Thursday, October 16, 2014

Slow Life

This three and a half minute video which was made by Daniel Stoupin, shows the slow movement of marine animals under high magnification. While normally corals and sponges are very mobile creatures, their motion can be detected at different time scales and require time lapses to be seen. They are part of the formation of coral reefs and play crucial roles in the biosphere, yet we know almost nothing about their daily lives.


It took Daniel 150,000 photos to put together this video. Why so many? He says, "Because macro photography involves shallow depth of field. To extend it, I used focus stacking. Each frame of the video is actually a stack that consists of 3-12 shots where in-focus areas are merged. Just the intro and last scene are regular real-time footage. One frame required about 10 minutes of processing time (raw conversion + stacking). Unfortunately, the success rate was very low due to copious technical challenges and I spent almost 9 long months just to learn how to make these kinds of videos and understand how to work with these delicate creatures."

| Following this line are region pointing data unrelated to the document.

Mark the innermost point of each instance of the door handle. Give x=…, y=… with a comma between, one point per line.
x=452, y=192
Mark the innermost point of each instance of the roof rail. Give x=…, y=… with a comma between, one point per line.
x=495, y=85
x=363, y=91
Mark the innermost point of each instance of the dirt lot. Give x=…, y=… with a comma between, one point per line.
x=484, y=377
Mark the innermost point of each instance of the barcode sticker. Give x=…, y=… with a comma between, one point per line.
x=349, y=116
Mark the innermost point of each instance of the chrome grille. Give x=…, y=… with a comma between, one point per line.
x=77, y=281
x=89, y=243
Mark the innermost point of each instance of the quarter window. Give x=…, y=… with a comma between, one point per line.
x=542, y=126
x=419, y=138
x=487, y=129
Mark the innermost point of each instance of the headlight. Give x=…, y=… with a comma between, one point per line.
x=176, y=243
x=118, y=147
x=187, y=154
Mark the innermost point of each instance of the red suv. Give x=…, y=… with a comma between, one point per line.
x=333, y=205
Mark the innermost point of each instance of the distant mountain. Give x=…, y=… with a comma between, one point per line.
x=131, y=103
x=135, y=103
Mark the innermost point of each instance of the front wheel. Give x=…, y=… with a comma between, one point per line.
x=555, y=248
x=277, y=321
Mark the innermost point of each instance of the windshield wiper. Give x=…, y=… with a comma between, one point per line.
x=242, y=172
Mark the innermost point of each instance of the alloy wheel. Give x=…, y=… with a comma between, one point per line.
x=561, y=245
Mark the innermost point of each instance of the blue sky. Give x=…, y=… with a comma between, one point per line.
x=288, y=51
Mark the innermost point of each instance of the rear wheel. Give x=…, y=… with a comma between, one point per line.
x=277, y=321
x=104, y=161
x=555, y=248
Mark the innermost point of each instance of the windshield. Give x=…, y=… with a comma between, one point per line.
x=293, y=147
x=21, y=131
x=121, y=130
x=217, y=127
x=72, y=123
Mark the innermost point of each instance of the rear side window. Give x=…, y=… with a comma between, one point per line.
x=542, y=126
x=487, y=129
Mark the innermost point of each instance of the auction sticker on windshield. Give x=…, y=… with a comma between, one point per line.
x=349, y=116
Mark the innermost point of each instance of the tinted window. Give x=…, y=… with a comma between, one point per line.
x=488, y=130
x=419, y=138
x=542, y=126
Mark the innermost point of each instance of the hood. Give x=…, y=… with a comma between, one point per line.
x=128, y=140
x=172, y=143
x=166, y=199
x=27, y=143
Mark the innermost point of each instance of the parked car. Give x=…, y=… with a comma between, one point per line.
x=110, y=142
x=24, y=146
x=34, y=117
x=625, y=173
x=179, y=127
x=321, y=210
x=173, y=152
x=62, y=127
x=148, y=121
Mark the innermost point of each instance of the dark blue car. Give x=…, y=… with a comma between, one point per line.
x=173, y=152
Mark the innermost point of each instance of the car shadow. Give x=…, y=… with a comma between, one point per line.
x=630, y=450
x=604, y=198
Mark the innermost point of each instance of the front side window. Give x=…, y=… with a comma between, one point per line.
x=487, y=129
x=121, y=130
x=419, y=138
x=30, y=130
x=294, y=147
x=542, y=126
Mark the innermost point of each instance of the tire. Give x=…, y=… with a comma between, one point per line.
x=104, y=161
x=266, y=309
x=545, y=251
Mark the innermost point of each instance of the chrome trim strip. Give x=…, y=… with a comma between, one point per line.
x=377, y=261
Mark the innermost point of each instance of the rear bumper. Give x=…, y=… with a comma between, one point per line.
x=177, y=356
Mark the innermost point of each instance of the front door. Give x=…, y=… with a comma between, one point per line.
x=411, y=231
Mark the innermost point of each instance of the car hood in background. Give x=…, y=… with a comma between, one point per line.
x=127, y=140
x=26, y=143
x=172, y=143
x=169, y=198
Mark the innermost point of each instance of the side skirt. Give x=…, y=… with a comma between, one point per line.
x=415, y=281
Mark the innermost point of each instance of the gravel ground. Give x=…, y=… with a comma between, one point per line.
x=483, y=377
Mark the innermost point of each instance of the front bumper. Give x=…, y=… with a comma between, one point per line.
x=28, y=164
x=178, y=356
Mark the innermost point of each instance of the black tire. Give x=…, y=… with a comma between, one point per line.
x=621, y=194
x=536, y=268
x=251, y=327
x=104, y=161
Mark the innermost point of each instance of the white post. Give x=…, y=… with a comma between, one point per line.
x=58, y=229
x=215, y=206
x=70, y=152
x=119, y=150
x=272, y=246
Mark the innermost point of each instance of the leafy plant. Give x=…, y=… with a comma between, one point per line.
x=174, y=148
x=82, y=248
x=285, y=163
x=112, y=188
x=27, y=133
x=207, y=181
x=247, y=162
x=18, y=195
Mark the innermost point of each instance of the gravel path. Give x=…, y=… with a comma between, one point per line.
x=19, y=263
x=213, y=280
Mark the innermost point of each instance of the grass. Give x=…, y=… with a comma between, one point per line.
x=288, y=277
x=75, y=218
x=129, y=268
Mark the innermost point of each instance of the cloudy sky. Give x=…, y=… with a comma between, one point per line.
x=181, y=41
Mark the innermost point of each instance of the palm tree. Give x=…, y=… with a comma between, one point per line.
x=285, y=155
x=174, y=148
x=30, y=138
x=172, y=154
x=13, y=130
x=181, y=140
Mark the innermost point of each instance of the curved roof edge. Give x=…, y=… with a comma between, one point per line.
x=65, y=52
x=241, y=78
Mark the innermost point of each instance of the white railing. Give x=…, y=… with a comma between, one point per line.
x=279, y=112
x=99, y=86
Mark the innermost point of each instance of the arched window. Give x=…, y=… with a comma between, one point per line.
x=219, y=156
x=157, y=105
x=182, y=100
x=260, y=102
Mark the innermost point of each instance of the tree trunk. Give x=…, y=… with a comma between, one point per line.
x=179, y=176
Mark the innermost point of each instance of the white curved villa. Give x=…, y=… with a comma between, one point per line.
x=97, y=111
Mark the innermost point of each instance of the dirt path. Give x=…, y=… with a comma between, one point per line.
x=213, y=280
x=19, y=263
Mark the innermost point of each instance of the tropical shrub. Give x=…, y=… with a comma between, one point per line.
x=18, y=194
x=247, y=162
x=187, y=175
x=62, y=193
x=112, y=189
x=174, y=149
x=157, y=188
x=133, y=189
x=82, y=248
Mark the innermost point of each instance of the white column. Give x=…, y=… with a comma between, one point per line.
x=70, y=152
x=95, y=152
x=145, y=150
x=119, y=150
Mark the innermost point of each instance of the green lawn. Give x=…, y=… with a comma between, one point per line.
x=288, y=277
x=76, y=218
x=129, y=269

This video is best viewed full screen, so click on the full screen icon on the right side of "HD" on the actual video.




6 comments:

Shamini G said...

Bewitching beauty of marine life.

Laron said...

It is quite amazing what goes on down there, as we are left to our daily lives here without having any idea!

Deli Rico said...

Loving the crazy colors mother earth poured into their skins, and some pple still thinking life was random¿ lovely vid thx Laron

Alex V

ruffletheteacher.com said...

Aliens. Proof of panspermia right there! Those 'critters' are so amazingly beautiful. Colorful, mysterious... Not of this world!

Shamini G said...

Yes, the vibrant colors...so beautiful!! It's a different world down there. No traffic, high rise buildings, factories, radioactive leaks, wars, crime, corporate BS. The best three and a half minutes of my day today out of my crazy day at work. Like a 3 min meditation. Got what I mean?

Ivan Lukačević said...

wondrous to behold.... thank you for your effort and this gem of earthly beauty Daniel and thank you Laron for sharing it here.